Michela in Tecnica | 30 commenti

 Ciao a tutti,

dopo molte ore passate a scartavetrare una vecchia Ganna e dopo qualche mano di vernice spray di base, nel "giorno della Liberazione" ho finalmente passato la prima mano di vernice (un punto di beige che è una bellezza..) usando una pistola per vernice collegata ad un compressore. 

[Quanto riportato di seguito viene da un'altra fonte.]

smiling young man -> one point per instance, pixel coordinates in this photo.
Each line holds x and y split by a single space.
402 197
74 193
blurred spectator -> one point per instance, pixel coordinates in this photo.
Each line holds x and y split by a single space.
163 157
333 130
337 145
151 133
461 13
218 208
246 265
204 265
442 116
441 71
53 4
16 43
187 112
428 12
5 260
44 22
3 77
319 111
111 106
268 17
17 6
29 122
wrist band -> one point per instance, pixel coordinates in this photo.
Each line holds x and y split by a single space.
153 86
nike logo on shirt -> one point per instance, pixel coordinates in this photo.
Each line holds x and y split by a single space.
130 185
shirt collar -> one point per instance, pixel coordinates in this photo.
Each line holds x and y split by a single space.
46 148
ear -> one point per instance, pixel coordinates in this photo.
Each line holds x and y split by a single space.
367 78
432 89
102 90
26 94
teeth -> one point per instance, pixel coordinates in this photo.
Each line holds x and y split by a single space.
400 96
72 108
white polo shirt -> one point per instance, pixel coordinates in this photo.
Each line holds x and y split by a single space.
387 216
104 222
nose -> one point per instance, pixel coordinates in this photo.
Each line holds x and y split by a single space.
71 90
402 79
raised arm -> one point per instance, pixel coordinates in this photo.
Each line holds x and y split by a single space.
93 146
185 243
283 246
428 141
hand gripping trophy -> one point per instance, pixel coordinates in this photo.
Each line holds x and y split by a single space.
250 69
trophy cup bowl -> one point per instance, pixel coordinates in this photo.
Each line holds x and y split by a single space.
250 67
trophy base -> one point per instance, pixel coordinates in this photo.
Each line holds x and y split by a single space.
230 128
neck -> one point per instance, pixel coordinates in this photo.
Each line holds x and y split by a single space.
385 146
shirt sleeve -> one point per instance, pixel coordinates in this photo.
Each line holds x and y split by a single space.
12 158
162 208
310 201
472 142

I parafanghi anteriore e posteriore, di facile verniciatura, hanno fatto una buona riuscita, che dovrò ultimare con un ulteriore passata di vernice;ma, ahimè, il carter ,che non sono riuscita a smontare, è venuto decisamente male, e il telaio effettivamente presenta ( causa la mia nulla esperienza ) delle gocce e degli accumuli di vernice in alcuni punti. Se solo sapessi come fare, allegherei delle foto per farvi capire meglio i difetti che sono venuti fuori ( anzi se qualcuno mi spiega come fare le metterei volentieri! ).

Adesso quello che chiedo a questo utilissimo forum è se posso rimediare in qualche modo a questi " piccoli disastri"; io avevo pensato di ripassare nuovamente con carta vetrata leggerissima per livellare i difetti ed eliminare quei punti in cui l’antiruggine che stava sotto ha lasciato come dei pallini( e poi ripassare con una mano di vernice leggera solo a coprire).Voi cosa suggerite?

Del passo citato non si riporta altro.